I’m still tweaking the setup, and there’s some of the fiddly stuff to sort out, like cutting down brake hoses and tydying up the fork steerer length. A few bits are borrowed, like the minimally lovely Middleburn cranks, the lightweight Speedcity wheelset and the leggy On One Superlight carbon forks. I’m even trying out a 29/44 chainring combo. Another experiment.
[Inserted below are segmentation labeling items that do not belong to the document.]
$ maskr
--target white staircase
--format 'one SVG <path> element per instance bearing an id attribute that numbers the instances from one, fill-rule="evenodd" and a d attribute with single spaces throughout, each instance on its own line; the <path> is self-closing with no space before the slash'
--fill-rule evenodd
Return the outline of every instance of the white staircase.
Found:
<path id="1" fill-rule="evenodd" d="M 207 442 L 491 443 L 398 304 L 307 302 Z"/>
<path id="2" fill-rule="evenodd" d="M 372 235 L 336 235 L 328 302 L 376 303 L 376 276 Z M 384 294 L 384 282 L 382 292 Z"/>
Only two chainrings means a neater chainline and less to think about. The 29er wheel accounts for about a cog and a half difference in gear size over a 26in bike, so I could envisage running out of gears on a long technical climb. A bigger gear means you have to attack the climb faster, like a singlespeed, and use the momentum and that extra 29er grip to hurl you up. So far I like it, though I’m having trouble getting it to shift reliably into the smallest cog at the back – removing a couple of links from the chain helped. (edit: I’ve now fitted a longer arm rear mech, and that has sorted it out) Think I’ll fit a Tiagra front mech I have around, as this will maximise tyre clearance and look a bit neater too.
On One’s new carbon forks weigh about 940g, have massive clearances and are unashamedly cylindrical to keep them on track. Like the steel version the frame came with, it has a 47mm, 29er specific offset. I’ve fitted a 180mm front disc, the norm these days so I’m told. Does the job nicely.